A computer-generated image of the internal structures of a starfish
Micro-CT scan of sea star showing the skeleton (grey), digestive system (yellow), nervous system (blue), muscles (red) and water vascular system (purple). Credit: University of Southampton

“How the different body parts of the echinoderms relate to those we see in other animal groups has been a mystery to scientists for as long as we’ve been studying them,” says Dr Jeff Thompson, a co-author on the study from the University of Southampton, UK.

“In their bilateral relatives, the body is divided into a head, trunk, and tail. But just looking at a starfish, it’s impossible to see how these sections relate to the bodies of bilateral animals.”

The team created a 3D map to understand where different genes were expressed during the development and growth of sea stars.

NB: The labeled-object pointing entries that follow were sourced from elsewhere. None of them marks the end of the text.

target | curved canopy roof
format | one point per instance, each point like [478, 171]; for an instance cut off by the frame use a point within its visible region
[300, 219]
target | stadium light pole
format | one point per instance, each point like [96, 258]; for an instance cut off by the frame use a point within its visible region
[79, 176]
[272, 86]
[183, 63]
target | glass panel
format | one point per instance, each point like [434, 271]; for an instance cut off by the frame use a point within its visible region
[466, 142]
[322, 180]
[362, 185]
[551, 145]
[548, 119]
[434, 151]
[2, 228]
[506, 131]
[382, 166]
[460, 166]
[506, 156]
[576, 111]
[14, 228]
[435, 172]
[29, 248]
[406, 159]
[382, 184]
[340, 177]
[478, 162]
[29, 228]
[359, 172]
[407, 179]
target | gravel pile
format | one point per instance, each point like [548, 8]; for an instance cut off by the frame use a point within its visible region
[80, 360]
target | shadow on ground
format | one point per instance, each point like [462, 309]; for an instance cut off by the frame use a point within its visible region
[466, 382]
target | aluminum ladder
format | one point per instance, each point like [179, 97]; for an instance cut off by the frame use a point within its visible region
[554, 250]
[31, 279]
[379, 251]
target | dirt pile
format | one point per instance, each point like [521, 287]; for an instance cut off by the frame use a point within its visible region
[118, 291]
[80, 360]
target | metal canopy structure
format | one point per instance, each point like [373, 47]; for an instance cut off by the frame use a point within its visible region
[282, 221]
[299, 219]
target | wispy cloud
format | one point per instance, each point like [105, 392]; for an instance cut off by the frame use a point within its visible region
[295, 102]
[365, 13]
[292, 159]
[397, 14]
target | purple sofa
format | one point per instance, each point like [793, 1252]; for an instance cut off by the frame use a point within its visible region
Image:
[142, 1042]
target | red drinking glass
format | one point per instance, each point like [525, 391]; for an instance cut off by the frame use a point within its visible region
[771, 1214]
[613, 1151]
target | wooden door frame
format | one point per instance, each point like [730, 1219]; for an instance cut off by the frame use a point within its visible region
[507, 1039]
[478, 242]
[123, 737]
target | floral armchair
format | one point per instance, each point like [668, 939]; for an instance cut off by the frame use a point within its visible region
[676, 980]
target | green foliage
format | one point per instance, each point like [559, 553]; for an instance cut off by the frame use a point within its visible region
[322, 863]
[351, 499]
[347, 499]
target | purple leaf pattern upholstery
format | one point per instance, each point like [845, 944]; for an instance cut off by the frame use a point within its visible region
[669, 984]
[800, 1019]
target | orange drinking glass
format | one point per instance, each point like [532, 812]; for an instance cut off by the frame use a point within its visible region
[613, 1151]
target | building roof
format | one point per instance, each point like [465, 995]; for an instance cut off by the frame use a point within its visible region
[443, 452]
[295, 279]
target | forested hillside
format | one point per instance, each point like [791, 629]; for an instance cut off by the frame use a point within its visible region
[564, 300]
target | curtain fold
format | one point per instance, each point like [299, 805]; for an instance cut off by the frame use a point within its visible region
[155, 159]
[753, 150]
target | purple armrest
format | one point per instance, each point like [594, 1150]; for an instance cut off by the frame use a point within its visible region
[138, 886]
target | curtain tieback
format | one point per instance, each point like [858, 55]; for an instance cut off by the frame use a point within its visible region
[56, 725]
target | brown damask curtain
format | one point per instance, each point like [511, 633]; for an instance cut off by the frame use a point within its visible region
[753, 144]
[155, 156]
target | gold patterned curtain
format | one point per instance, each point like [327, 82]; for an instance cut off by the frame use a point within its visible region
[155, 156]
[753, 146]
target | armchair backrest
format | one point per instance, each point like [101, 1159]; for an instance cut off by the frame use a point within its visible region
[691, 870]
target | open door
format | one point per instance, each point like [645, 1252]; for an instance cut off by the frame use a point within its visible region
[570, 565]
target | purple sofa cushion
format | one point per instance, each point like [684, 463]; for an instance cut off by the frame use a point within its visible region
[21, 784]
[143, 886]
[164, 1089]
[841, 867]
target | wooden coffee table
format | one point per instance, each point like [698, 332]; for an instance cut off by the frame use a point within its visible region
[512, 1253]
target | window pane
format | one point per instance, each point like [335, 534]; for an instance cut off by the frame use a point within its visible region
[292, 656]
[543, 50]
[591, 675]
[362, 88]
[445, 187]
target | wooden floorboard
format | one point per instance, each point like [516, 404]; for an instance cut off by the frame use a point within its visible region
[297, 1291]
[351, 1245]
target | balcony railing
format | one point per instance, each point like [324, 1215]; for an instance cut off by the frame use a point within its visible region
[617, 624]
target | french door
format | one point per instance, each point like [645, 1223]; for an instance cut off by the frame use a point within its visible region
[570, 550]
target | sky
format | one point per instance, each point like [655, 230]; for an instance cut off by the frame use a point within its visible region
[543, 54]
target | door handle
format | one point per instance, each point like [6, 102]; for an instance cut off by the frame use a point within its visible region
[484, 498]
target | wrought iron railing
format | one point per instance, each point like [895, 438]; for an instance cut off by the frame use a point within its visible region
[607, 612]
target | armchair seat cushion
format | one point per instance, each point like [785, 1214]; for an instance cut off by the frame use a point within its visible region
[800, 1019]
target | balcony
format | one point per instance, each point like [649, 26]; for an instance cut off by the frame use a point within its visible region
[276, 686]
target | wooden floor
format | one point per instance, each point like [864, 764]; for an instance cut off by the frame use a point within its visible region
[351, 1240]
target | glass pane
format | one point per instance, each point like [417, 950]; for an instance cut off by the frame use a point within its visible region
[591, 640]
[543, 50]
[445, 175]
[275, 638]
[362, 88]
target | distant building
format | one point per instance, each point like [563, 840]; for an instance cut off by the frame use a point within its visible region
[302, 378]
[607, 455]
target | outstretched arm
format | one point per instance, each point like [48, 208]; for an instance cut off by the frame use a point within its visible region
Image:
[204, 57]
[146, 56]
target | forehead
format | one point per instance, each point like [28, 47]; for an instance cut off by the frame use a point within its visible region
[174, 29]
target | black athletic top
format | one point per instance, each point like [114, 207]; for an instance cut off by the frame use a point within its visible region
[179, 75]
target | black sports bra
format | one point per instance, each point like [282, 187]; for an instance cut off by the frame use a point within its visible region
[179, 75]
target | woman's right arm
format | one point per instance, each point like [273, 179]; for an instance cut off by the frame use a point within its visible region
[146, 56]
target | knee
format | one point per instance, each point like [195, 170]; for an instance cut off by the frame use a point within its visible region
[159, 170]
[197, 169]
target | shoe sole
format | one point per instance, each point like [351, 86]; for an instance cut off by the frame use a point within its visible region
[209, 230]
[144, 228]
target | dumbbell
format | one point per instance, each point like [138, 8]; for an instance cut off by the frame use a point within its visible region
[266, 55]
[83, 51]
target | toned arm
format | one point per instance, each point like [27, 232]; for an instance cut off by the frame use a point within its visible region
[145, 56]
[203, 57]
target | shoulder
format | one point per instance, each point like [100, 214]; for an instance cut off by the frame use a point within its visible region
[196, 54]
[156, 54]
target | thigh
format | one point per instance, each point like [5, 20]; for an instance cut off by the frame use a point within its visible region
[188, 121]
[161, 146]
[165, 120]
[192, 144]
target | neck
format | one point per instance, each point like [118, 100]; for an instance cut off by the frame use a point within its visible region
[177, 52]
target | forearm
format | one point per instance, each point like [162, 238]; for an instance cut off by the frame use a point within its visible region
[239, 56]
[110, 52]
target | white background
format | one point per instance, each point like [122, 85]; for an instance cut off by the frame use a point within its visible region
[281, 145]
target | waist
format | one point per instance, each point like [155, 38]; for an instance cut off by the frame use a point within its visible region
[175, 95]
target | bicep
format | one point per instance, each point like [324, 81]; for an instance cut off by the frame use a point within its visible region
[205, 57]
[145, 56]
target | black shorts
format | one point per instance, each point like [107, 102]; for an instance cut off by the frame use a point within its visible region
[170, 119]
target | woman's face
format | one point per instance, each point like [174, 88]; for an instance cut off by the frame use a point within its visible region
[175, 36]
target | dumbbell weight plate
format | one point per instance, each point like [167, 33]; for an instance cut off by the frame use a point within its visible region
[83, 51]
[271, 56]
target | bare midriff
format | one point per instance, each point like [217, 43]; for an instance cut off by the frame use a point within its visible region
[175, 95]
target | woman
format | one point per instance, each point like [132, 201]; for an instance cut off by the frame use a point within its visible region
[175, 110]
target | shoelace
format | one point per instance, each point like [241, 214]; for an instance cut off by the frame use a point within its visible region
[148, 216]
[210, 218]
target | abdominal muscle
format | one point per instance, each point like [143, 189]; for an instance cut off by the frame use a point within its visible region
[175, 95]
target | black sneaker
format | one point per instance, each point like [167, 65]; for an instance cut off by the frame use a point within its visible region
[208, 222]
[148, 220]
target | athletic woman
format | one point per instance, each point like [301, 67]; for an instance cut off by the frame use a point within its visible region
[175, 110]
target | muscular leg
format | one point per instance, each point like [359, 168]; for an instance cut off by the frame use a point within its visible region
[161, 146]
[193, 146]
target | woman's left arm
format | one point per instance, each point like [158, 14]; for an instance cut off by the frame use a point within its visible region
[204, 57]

Composite image of many blue fluorescent stained starfish
By staining genetic material with fluorescent labels, researchers can examine how key genes behave across the sea star body. Credit: Laurent Formery

They found sea stars have a headlike region in the centre of each “arm” and a tail-like region along the perimeter. In an unexpected twist, no part of the sea star ectoderm – the outermost layer of cells – expresses a “trunk” genetic patterning program, suggesting that sea stars are mostly, and completely, headlike.

“The echinoderm body plan evolved in a more complex way than previously thought and there is still much to learn about these intriguing creatures,” says Thompson.

“As someone who has studied them for the last ten years, these findings have radically changed how I think about this group of animals.”